HIVERNAGE 2026 : DES PLUIES TARDIVES ET DÉFICITAIRES AVEC DES RISQUES D’INONDATIONS EN OCTOBRE

L’ANACIM annonce une saison des pluies 2026 marquée par un démarrage tardif, un déficit pluviométrique et des précipitations prolongées jusqu’en octobre, avec des risques d’événements extrêmes.

La saison des pluies 2026 s’annonce particulièrement atypique au Sénégal.

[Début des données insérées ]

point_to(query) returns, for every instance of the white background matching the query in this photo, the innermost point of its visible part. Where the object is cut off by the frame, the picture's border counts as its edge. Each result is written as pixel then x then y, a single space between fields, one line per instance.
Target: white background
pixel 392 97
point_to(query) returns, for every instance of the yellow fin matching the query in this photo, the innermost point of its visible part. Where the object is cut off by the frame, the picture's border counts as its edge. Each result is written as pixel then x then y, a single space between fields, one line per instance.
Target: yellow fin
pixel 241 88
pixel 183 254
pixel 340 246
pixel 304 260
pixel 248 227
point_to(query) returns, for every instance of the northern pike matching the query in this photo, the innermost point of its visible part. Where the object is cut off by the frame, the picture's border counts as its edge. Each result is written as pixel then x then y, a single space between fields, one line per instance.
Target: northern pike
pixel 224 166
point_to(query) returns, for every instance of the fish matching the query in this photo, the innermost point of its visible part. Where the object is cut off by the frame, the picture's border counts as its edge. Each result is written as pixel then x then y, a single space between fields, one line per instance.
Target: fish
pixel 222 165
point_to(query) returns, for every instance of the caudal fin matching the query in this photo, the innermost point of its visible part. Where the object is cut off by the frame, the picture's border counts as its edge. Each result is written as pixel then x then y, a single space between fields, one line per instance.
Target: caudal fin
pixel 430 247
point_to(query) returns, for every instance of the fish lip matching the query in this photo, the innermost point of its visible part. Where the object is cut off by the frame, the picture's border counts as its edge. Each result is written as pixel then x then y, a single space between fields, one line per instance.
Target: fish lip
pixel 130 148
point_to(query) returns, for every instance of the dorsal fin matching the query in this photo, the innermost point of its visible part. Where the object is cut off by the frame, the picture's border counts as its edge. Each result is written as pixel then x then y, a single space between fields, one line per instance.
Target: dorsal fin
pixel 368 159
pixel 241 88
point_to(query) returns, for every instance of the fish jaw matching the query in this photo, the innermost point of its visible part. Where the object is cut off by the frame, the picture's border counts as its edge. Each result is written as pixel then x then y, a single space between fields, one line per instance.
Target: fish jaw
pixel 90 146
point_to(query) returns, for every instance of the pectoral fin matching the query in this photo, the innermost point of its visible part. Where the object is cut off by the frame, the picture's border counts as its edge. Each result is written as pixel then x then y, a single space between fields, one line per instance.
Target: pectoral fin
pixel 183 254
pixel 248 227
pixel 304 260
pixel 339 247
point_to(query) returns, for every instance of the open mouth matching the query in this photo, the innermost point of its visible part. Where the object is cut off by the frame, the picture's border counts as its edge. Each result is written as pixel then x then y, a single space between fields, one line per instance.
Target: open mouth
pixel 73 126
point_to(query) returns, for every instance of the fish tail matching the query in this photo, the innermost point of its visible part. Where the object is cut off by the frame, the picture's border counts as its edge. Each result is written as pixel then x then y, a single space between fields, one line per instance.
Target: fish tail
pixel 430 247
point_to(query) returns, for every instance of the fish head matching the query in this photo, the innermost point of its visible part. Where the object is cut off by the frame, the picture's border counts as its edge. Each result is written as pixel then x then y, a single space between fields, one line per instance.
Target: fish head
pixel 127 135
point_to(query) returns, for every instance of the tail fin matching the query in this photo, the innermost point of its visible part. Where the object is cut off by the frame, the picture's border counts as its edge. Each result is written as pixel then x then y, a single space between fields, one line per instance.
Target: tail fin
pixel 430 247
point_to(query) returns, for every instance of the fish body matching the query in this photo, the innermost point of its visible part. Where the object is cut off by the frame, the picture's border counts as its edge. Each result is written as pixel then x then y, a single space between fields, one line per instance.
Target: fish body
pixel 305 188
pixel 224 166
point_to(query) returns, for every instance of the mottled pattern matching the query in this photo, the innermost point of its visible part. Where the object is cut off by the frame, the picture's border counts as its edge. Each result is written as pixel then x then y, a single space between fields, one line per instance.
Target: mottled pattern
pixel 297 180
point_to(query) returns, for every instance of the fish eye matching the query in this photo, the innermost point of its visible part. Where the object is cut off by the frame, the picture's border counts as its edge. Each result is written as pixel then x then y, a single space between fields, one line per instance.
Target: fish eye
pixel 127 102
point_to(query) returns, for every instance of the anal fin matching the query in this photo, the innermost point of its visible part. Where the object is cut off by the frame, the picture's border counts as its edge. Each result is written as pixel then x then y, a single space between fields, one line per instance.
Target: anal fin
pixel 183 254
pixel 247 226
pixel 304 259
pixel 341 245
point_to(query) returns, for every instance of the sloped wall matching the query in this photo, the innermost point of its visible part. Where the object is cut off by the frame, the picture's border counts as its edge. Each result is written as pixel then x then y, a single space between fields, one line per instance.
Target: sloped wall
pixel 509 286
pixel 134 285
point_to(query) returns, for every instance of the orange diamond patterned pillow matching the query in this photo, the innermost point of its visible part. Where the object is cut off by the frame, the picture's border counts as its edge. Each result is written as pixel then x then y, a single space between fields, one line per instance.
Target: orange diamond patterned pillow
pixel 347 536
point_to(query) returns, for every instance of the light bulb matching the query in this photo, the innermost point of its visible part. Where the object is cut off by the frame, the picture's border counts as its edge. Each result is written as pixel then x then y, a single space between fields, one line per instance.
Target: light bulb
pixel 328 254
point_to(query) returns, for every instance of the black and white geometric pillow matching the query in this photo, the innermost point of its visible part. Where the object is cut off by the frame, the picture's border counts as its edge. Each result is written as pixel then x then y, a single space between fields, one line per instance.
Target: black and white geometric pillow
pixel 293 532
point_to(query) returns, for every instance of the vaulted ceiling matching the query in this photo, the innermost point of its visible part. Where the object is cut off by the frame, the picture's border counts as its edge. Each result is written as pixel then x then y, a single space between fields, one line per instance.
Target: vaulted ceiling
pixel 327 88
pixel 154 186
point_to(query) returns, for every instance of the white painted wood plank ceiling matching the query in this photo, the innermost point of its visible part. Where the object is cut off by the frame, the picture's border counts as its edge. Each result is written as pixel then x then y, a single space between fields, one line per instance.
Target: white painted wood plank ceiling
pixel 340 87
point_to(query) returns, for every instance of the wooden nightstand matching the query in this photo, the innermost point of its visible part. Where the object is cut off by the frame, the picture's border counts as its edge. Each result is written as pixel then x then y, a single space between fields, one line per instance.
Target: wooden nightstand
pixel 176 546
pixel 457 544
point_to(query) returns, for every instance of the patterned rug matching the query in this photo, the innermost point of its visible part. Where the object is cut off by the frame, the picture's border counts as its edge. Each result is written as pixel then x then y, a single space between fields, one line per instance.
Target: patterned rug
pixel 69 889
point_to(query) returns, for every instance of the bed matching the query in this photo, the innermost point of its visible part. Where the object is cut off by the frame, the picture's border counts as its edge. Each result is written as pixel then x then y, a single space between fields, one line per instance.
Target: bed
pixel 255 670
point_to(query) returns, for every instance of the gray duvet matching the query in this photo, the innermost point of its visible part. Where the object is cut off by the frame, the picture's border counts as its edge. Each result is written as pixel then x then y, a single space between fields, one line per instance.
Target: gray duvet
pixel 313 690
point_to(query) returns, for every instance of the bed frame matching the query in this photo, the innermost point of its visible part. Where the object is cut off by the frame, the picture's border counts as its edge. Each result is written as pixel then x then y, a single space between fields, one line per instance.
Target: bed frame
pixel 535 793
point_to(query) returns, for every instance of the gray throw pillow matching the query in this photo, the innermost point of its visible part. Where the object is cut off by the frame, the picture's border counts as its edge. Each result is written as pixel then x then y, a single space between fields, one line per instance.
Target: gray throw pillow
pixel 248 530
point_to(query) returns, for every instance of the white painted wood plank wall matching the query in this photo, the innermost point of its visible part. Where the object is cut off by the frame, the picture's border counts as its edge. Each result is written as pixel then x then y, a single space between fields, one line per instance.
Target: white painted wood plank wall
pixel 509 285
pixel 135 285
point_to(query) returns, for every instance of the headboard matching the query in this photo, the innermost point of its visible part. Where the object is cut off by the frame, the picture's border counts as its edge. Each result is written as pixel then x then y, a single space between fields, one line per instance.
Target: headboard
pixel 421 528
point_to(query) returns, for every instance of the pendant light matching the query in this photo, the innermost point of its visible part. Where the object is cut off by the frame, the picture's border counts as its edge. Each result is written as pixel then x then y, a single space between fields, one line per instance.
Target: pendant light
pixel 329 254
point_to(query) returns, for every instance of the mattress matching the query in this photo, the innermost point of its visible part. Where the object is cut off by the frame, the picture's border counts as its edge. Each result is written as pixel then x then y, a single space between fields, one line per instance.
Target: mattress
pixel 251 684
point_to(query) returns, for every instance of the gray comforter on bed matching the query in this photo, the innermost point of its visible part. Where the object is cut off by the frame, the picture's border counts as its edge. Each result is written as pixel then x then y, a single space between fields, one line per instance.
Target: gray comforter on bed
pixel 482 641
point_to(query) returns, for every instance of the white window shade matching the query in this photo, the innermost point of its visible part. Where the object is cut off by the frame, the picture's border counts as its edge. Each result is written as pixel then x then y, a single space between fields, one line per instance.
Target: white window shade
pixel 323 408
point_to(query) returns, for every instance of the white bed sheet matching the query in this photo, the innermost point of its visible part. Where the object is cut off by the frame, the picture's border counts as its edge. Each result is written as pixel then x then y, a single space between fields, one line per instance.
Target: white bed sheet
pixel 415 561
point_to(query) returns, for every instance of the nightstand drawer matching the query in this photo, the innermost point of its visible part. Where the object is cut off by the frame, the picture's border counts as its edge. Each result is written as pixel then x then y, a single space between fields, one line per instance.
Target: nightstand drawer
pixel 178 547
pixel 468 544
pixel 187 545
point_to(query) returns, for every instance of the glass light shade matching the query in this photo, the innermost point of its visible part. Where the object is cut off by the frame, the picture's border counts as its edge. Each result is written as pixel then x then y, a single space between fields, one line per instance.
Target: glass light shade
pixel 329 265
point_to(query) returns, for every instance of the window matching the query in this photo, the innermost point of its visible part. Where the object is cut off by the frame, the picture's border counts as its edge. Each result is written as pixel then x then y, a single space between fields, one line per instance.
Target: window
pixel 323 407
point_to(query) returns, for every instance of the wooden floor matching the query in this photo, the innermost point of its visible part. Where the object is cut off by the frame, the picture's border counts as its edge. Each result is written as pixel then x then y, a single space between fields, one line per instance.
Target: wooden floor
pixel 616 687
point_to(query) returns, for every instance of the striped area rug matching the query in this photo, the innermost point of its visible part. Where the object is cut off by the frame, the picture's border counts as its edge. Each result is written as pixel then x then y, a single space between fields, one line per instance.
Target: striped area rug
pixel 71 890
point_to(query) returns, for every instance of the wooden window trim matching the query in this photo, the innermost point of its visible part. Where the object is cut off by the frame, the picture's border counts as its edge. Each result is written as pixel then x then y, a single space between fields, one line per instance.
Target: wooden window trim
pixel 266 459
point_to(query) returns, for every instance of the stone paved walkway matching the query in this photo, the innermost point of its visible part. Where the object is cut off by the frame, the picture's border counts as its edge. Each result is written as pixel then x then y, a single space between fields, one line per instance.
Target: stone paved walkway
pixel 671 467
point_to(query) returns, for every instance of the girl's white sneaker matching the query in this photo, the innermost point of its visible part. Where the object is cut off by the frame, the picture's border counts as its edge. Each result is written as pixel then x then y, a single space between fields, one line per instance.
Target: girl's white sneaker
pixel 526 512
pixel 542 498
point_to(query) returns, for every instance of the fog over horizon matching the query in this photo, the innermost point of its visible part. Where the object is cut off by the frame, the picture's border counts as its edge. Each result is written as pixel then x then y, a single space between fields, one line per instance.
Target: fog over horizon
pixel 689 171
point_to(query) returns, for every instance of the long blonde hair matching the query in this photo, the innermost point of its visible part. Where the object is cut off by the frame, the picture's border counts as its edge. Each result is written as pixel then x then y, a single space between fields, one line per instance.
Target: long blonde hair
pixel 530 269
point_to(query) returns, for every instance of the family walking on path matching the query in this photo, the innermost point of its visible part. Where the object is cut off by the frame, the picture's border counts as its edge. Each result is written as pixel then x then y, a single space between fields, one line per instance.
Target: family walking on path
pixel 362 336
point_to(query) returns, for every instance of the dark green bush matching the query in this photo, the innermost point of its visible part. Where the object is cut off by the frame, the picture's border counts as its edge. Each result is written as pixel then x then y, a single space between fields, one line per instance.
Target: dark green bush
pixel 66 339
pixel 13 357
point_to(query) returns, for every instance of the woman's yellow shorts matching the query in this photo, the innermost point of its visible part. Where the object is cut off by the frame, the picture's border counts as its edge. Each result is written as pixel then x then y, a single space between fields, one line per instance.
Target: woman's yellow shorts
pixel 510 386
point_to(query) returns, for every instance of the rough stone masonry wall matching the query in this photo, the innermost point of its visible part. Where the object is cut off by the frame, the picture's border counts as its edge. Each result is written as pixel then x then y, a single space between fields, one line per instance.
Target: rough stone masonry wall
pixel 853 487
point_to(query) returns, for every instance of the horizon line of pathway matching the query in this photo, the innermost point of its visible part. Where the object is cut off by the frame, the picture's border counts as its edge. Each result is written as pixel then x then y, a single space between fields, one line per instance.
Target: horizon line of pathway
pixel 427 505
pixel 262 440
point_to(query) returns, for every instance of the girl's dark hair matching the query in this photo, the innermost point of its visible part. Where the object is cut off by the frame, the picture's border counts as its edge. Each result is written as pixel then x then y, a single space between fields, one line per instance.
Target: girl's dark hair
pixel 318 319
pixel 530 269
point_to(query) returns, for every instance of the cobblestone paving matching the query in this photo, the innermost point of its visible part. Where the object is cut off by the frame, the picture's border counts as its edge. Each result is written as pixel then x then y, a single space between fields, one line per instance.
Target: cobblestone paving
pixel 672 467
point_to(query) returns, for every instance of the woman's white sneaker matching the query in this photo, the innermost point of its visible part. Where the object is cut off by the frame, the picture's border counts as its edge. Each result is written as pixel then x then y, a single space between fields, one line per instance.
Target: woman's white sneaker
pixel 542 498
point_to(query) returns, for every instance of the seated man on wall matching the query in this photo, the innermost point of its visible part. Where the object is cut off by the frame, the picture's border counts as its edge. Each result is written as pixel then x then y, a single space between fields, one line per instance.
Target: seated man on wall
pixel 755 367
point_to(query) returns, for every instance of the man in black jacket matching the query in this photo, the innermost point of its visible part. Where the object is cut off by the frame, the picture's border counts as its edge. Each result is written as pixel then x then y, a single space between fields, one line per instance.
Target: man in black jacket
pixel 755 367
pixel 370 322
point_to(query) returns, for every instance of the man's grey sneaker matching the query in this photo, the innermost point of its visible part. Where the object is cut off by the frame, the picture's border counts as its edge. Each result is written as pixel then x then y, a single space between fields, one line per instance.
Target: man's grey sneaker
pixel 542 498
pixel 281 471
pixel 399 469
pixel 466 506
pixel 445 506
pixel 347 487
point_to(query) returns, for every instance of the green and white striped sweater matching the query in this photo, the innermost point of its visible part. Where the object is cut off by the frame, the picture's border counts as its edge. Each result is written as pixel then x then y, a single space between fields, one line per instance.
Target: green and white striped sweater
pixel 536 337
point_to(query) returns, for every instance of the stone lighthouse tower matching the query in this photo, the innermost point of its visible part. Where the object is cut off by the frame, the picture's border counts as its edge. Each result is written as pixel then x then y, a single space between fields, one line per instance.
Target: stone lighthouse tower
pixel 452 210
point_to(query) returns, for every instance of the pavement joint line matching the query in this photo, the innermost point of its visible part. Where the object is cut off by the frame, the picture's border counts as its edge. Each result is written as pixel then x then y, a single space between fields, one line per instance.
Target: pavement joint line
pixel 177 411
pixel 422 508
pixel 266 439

L’Agence nationale de l’aviation civile et de la météorologie (ANACIM) a alerté, mercredi à Dakar, sur un hivernage à la fois déficitaire et tardif, avec des pluies qui pourraient se prolonger de manière inhabituelle jusqu’au mois d’octobre.

Selon le directeur de la météorologie à l’ANACIM, Oumar Konté, les premières tendances indiquent une pluviométrie en dessous des normales dès la première partie de la saison, qui s’étend de mai à juillet. « Au Sénégal, on s’attend, pour la première partie de la saison, à des pluies déficitaires », a-t-il déclaré lors d’un atelier consacré aux prévisions climatiques.

Cette situation devrait se traduire par une installation tardive de l’hivernage, accompagnée de longues pauses sèches susceptibles de provoquer des faux départs. « On s’attend à un début un peu tardif, avec des risques de longues pauses sèches », a précisé l’ingénieur agrométéorologue, appelant à une vigilance accrue face à ces signaux.

Une amélioration progressive est toutefois attendue à partir du mois d’août. « Il y aura un léger mieux », a indiqué Oumar Konté, expliquant que le renforcement de la chaleur à cette période pourrait favoriser une reprise des précipitations. Cette dynamique devrait se poursuivre jusqu’en octobre, confirmant un décalage du calendrier habituel de l’hivernage.

Malgré cette reprise, les cumuls pluviométriques resteront globalement déficitaires sur l’ensemble de la saison. Plus préoccupant encore, la concentration des pluies sur une période plus courte pourrait engendrer des phénomènes extrêmes. « Il pourrait y avoir des événements extrêmes, des pluies intenses qui pourraient causer des inondations », a averti le responsable de la météorologie.

Dans ce contexte, les autorités et les populations sont appelées à anticiper davantage les risques, notamment en matière de prévention des inondations et d’adaptation des activités agricoles. Cette saison 2026, annoncée sous tension, met une nouvelle fois à l’épreuve les capacités de résilience face aux aléas climatiques.